Perante o crescimento do tráfego aéreo na África Oriental, os principais países da sub-região estão a intensificar os investimentos nas suas infraestruturas aeroportuárias. O Quénia relança um projeto estratégico destinado a reforçar a competitividade de Nairóbi como hub regional.
Os trabalhos de expansão do Aeroporto Internacional Jomo Kenyatta (JKIA), em Nairóbi, foram atribuídos à China Communications Construction Company (CCCC), segundo vários meios de comunicação locais e internacionais. Esta atribuição marca um avanço na implementação de um projeto adiado durante vários anos, numa altura em que a principal infraestrutura aeroportuária do Quénia já opera acima da sua capacidade nominal.
A atribuição do contrato surge após a criação do Fundo Nacional de Infraestruturas (National Infrastructure Fund – NIF), alimentado nomeadamente pelas receitas da privatização da Kenya Pipeline Company (KPC). Este mecanismo permitiu ultrapassar o principal obstáculo que travava o projeto: o financiamento.
Um projeto relançado após o fracasso da opção Adani
Antes desta solução, Nairóbi tinha explorado outra via de financiamento. Em 2024, o governo tinha iniciado negociações com o grupo indiano Adani Group para um investimento estimado em 1,85 mil milhões de dólares, destinado a expandir e modernizar o aeroporto em troca de uma concessão de 30 anos.

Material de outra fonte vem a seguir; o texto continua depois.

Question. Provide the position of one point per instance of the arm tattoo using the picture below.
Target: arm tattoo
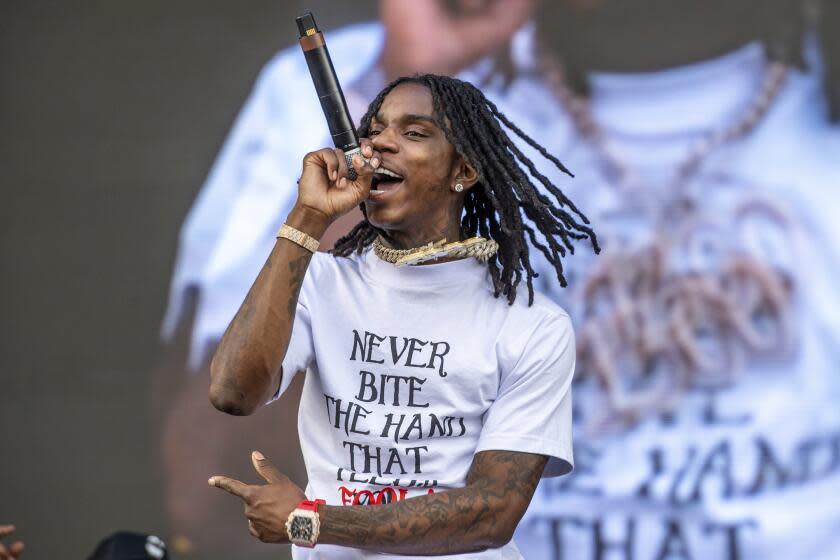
(481, 515)
(297, 271)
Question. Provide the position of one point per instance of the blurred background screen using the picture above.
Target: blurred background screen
(150, 151)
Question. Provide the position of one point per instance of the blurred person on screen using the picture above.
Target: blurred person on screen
(701, 137)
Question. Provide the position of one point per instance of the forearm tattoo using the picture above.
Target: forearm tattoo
(481, 515)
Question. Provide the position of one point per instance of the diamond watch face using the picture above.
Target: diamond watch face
(301, 528)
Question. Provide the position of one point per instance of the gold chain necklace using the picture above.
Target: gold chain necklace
(477, 247)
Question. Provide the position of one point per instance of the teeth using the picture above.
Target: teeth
(388, 172)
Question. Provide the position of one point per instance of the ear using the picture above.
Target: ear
(465, 174)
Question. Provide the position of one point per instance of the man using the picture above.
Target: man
(644, 86)
(448, 432)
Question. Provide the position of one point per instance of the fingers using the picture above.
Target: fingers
(266, 470)
(333, 165)
(253, 530)
(231, 485)
(343, 181)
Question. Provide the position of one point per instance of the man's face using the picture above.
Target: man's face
(414, 148)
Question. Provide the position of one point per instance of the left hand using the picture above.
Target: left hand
(267, 506)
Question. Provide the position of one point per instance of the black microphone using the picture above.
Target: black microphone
(329, 90)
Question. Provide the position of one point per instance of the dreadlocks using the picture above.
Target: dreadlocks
(504, 197)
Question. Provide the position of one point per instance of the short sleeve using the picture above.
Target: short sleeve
(532, 412)
(301, 350)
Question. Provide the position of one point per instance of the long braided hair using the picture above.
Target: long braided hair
(504, 205)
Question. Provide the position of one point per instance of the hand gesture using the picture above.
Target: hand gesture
(267, 506)
(324, 186)
(13, 551)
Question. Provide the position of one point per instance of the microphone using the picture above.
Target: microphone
(328, 89)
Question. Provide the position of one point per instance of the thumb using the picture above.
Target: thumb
(265, 469)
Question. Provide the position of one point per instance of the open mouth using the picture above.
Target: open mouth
(384, 181)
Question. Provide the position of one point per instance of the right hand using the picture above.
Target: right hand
(324, 187)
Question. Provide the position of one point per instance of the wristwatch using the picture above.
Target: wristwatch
(303, 524)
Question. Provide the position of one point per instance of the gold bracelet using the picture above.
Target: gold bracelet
(298, 237)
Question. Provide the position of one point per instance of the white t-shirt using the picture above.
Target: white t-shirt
(411, 371)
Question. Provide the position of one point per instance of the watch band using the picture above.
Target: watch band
(298, 237)
(304, 525)
(311, 505)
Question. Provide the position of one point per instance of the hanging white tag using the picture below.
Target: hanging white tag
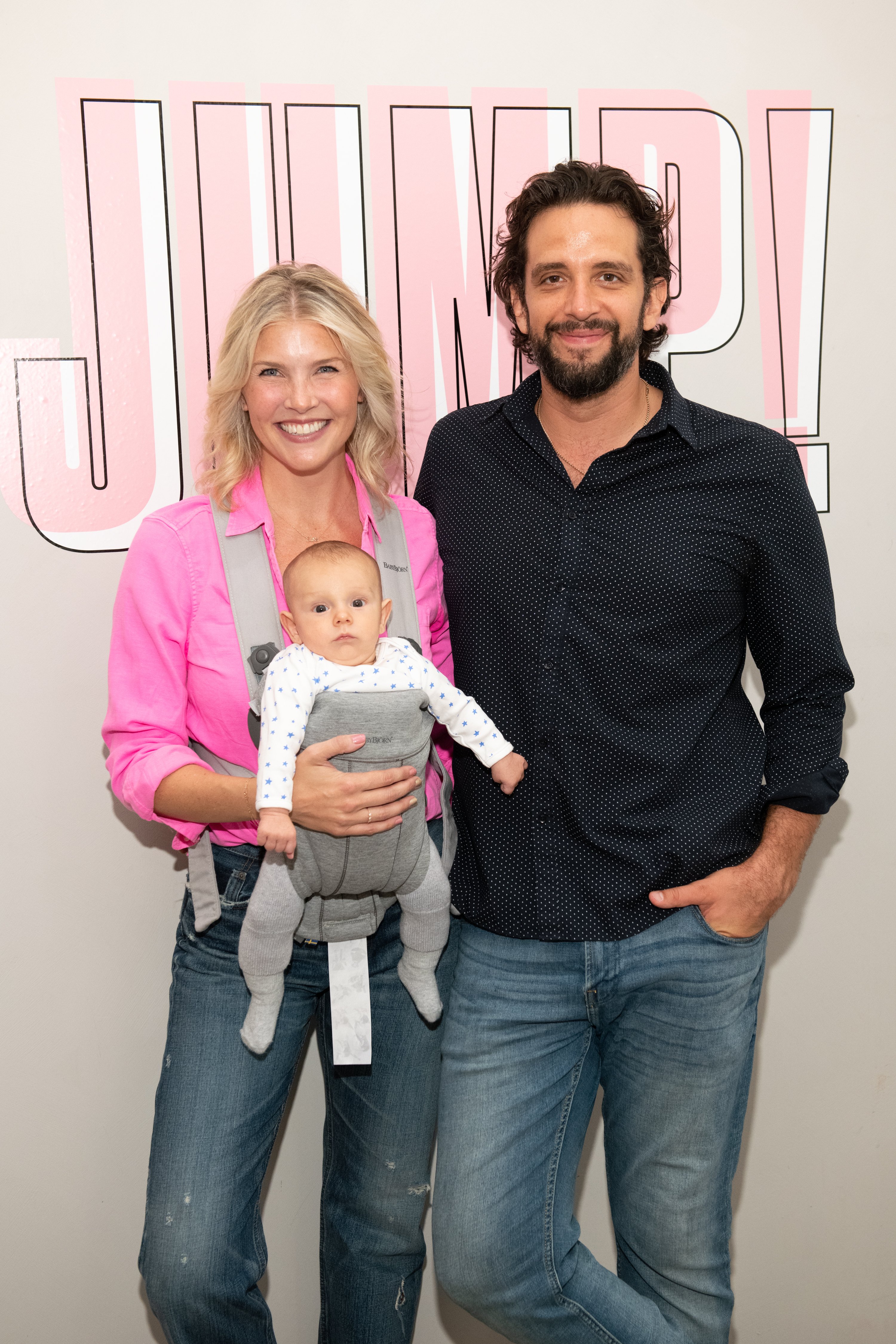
(350, 994)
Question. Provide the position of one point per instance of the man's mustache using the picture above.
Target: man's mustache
(596, 324)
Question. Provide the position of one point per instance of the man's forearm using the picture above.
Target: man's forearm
(780, 855)
(742, 900)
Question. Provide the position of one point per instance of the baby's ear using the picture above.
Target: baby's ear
(289, 625)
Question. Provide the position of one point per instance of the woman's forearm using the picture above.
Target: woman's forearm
(197, 795)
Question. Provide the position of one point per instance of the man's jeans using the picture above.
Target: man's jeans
(665, 1022)
(218, 1109)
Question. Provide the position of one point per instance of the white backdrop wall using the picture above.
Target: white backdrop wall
(90, 894)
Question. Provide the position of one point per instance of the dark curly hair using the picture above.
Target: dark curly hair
(573, 185)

O projeto acabou por enfrentar forte oposição de sindicatos e trabalhadores aeroportuários, que consideravam as cláusulas desfavoráveis aos interesses nacionais. Sob pressão desta contestação e num contexto de maior escrutínio internacional, os acordos preliminares foram anulados em novembro.
A nova fase de relançamento surge quando as infraestruturas atingem os seus limites. Concebido para receber 8 milhões de passageiros por ano, o JKIA recebeu cerca de 8,8 milhões em 2025, o que agravou a congestão nas horas de ponta e afetou a qualidade do serviço.
Uma corrida regional pelos grandes hubs aéreos
A expansão do JKIA insere-se num plano diretor para o período 2025-2045. Este prevê o desenvolvimento progressivo das infraestruturas, um calendário de investimentos e projeções de rentabilidade financeira a longo prazo.
Segundo os detalhes divulgados em fevereiro pela Kenya Civil Aviation Authority (KCAA), o projeto deverá acrescentar uma capacidade adicional de 15 milhões de passageiros, incluindo a construção de um novo terminal. Está também prevista uma nova pista até 2029, elevando a capacidade operacional para cerca de 63 movimentos de aeronaves por hora, contra 14 atualmente.
O Quénia não é, no entanto, o único país da África Oriental a investir fortemente em infraestruturas aeroportuárias. A sub-região está envolvida numa competição crescente para se afirmar como a principal porta de entrada aérea do continente. No Ruanda, as obras do novo Aeroporto Internacional de Bugesera continuam, com uma capacidade prevista de 14 milhões de passageiros por ano, dos quais 7 milhões na primeira fase. A entrada em funcionamento é esperada para 2027.
Na Tanzânia, a capacidade do Aeroporto Internacional Julius Nyerere foi aumentada para 8 milhões de passageiros anuais, enquanto continuam trabalhos de modernização, nomeadamente no terminal 2. A Etiópia, por sua vez, lançou em janeiro de 2026 a construção do Aeroporto de Bishoftu, destinado a tornar-se um dos maiores do mundo, com uma capacidade projetada de cerca de 110 milhões de passageiros por ano.